Reputation: 601
I'm trying to get some row data as columns with pandas.
My original dataframe is something like the following (with a lot more columns). Most data repeats for the same employee but some info changes, like salary in this example. Employees have different number of entries (in this case employee 1 has two entries, 2 has 4, and so on).
employee_id salary other1 other2 other3
1 50000 somedata1 somedata2 somedata3
1 48000 somedata1 somedata2 somedata3
2 80000 somedata20 somedata21 somedata22
2 77000 somedata20 somedata21 somedata22
2 75000 somedata20 somedata21 somedata22
2 74000 somedata20 somedata21 somedata22
3 60000 somedata30 somedata31 somedata32
I'm trying to get something like the following. Salary data should span a few columns and use the last available salary for employees with fewer entries (the repeated salary values in this example).
employee_id salary prevsalary1 prevsalary2 prevsalary3 other1 other2 other3
1 50000 48000 48000 48000 somedata1 somedata2 somedata3
2 80000 77000 75000 74000 somedata20 somedata21 somedata22
3 60000 60000 60000 60000 somedata30 somedata31 somedata32
I tried grouping
df.groupby(["employee_id"])['salary'].nlargest(3).reset_index()
But I dont get all columns. I can't find a way to preserve the rest of columns. Do I need to merge, concatenate or something like that with the original dataframe?
Also, I get a column named "level_1". I think I could get rid of it by using reset_index(level=1, drop=True)
but I believe this doesn't return a dataframe.

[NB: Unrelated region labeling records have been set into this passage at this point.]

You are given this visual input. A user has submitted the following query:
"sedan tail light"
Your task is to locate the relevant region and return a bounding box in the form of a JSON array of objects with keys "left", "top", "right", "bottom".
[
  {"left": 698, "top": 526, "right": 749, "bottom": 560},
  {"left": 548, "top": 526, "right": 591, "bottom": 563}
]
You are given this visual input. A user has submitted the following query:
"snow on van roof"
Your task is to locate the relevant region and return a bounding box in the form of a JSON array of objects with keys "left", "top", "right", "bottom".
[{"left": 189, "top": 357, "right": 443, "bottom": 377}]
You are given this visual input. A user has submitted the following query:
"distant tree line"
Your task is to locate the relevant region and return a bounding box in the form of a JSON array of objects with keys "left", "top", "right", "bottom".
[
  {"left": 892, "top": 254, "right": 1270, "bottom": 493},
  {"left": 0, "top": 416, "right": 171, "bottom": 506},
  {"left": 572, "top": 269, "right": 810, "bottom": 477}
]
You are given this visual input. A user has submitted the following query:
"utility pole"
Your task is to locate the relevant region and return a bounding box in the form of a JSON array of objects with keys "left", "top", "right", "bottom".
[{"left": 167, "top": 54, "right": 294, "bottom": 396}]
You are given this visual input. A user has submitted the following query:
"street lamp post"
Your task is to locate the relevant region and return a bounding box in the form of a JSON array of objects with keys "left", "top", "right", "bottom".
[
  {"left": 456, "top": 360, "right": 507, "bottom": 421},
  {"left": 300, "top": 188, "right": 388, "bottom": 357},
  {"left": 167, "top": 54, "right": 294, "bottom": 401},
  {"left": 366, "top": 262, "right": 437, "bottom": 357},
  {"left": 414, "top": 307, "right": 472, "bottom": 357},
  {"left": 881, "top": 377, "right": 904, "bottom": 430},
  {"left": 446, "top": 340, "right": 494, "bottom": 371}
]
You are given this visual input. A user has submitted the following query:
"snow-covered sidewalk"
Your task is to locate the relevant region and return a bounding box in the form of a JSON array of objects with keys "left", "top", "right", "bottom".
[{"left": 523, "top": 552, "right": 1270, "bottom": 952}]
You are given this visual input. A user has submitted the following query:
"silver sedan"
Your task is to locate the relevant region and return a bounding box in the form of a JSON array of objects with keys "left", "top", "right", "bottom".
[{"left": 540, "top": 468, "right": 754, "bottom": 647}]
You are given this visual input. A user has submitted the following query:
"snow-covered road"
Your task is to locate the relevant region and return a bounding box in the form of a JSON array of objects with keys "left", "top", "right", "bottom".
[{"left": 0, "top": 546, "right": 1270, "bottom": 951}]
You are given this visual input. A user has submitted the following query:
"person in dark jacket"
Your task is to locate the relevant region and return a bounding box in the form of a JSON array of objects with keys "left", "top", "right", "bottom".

And finally, I guess if I get this grouping right, there's one more step to get the columns... maybe using pivot
or unstack
?
I'm starting my journey into machine learning and I keep scratching my head with this one, I hope you can help me :)
Creating dataset:
df = pd.DataFrame({'emp_id':[1,1,2,2,2,2,3],'salary':[50000,48000,80000,77000,75000,74000,60000]})
df['other1'] =['somedata1','somedata1','somedata20','somedata20','somedata20','somedata20','somedata30']
df['other2'] = df['other1'].apply(lambda x: x+'1')
df['other3'] = df['other1'].apply(lambda x: x+'2')
df
Out[59]:
emp_id salary other1 other2 other3
0 1 50000 somedata1 somedata11 somedata12
1 1 48000 somedata1 somedata11 somedata12
2 2 80000 somedata20 somedata201 somedata202
3 2 77000 somedata20 somedata201 somedata202
4 2 75000 somedata20 somedata201 somedata202
5 2 74000 somedata20 somedata201 somedata202
6 3 60000 somedata30 somedata301 somedata302
Upvotes: 2
Views: 84
Reputation: 765
def function1(dd: pd.DataFrame):
return pd.DataFrame(data=dd.T.to_numpy(),index=dd.iloc[[0]].index)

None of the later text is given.